When you’re sat in the clubhouse
And it is blowing a hooley out there, you might be forgiven for thinking, maybe tomorrow. But there was no tomorrow for me, it was that day or no day, and I was not going to miss out on playing Enniscrone!
It took a few holes to get into the swing of things, literally! Dog legs, elevated greens and those dunes surrounding a punch bowl green – and that was only on the first hole.
The whole course
Was in such amazing condition. Tee boxes were like islands of vibrant green amidst the long swaying grass. A dot to dot of tee boxes heading in the direction of the fairway and putting surface in the distance.
Whilst the dunes have been noted as some of the highest, the dips added to the drama and depth of the dunes too. Most likely remnants of the ice age, those swells must have been deep icy ponds before receding to create the natural crators of today.
Stunning views over Killala Bay, the Moy Estuary and Bartragh Island one way. In stark contrast are the wild and rugged Nephin and Ox Mountain ranges. There is always something to look at when playing Enniscrone.
Hole number 12
Is the hole that always sticks in my mind. I was starting to get used to the near perfect fairways, the short cut greens where the ball may, or may not, stay up. But nothing prepared me for the 12th. I recall standing there thinking blimey, if I miss that I’m into a whole lot of trouble!
Called Cnoc na gCorp translated means the Hill of Hunger or Hill of Bodies. I was determined not to be a casualty of this beautiful hole. Despite it luring me into its green, carved out of the side of a sand dune! A par 4 of 262/347 yards SI 16/3. The exit off the tee was much more thought provoking from the back tees than the forward ones.

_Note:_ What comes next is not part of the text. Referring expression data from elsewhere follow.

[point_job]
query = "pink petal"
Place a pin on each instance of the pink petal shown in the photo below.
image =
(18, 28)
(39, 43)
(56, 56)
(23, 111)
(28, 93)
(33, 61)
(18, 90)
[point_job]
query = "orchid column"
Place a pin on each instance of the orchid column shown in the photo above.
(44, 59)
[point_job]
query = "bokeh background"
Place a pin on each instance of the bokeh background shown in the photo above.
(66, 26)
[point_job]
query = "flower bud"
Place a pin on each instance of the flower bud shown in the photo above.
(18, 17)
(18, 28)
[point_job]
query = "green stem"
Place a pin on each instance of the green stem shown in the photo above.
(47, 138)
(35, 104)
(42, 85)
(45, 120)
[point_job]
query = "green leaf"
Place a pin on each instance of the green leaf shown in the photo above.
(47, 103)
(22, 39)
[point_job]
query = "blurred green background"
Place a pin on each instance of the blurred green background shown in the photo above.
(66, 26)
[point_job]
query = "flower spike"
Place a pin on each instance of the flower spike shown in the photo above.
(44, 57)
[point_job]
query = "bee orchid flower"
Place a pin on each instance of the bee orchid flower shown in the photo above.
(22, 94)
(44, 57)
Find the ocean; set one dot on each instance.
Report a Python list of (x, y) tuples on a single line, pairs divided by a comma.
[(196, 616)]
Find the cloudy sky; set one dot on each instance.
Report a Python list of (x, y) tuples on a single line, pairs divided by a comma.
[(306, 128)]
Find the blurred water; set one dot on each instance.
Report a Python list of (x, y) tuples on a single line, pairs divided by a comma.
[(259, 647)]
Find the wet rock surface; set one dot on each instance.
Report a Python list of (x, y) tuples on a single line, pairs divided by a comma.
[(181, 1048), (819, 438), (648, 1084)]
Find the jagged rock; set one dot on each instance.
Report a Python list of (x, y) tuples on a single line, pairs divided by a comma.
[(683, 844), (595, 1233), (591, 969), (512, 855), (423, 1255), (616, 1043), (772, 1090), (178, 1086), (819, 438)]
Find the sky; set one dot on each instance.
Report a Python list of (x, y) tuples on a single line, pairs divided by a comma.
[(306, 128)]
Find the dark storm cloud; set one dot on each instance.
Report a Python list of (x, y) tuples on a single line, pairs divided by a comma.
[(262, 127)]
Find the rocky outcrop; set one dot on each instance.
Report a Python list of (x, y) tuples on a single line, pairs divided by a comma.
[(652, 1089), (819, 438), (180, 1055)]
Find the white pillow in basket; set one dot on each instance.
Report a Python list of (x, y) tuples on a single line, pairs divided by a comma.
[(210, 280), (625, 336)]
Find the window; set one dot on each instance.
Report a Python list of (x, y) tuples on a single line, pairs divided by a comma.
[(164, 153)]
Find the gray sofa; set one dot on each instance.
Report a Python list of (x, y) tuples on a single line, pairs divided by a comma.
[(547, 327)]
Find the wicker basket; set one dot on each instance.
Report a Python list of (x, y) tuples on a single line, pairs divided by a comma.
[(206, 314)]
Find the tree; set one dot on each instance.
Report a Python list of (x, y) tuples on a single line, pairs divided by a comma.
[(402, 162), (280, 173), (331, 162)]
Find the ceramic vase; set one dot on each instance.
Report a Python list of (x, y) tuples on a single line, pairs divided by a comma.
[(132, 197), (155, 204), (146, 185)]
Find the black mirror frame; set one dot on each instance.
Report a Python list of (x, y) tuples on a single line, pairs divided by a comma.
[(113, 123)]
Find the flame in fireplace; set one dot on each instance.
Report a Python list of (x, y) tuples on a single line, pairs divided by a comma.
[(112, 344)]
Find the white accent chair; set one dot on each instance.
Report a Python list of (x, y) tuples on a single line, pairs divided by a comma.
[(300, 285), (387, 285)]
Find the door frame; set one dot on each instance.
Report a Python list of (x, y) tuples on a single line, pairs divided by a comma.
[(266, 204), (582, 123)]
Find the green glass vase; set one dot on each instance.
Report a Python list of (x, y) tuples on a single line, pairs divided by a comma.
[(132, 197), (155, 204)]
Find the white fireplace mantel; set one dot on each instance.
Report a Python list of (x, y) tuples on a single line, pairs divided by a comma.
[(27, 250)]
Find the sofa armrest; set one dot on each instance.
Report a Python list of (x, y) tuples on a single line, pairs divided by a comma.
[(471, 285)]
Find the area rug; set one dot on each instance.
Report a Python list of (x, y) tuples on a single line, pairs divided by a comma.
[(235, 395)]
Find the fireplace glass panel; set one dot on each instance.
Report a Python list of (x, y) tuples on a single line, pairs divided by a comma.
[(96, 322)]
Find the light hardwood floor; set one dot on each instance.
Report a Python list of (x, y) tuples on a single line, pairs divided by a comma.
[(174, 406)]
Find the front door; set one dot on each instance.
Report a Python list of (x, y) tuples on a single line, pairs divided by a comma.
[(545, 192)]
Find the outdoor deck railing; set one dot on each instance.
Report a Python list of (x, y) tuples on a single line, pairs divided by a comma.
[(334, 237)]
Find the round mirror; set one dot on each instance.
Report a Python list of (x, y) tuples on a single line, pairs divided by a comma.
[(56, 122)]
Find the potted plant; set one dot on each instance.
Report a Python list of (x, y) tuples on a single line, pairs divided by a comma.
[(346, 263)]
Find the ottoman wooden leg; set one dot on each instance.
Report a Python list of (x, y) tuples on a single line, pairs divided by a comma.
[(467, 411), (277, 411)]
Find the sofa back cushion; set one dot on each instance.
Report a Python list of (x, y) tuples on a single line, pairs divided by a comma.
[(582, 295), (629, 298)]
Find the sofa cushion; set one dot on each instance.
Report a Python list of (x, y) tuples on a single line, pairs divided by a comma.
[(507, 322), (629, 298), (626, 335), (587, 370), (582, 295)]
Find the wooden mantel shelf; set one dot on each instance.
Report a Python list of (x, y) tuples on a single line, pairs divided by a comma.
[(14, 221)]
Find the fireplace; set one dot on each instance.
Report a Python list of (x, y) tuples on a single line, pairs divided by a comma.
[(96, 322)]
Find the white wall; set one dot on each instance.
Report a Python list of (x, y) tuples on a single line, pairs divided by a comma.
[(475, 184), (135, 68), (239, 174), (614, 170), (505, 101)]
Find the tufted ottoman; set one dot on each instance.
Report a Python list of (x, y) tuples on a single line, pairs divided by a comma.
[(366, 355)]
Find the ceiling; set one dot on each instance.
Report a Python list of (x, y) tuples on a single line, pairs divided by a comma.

But the shot to the green was the same challenge. A huge swell in front of the green before your eyes are drawn up to the green. Seamlessly moving from a fairway, to the apron to the green was a trick of the eye as you weighed up your approach shot. It has to be said, I’m not one to over think things, so I just hit it to the green after a less than perfect drive. To my shock it ended up on the dance floor.
Other holes had almost split level fairways, pot hole bunkers and the inevitable lunar links feel. The bunkers, were often quite deep and occasionally in multiples of 2 or 3 across the fairway at an angle offering little respite with any wayward shots. They often complimented the other side of the fairway which might challenge you with a deep swell or high dune.
Playing Enniscrone was a delight, and yes I did enjoy the Irish hospitality at the 19th too!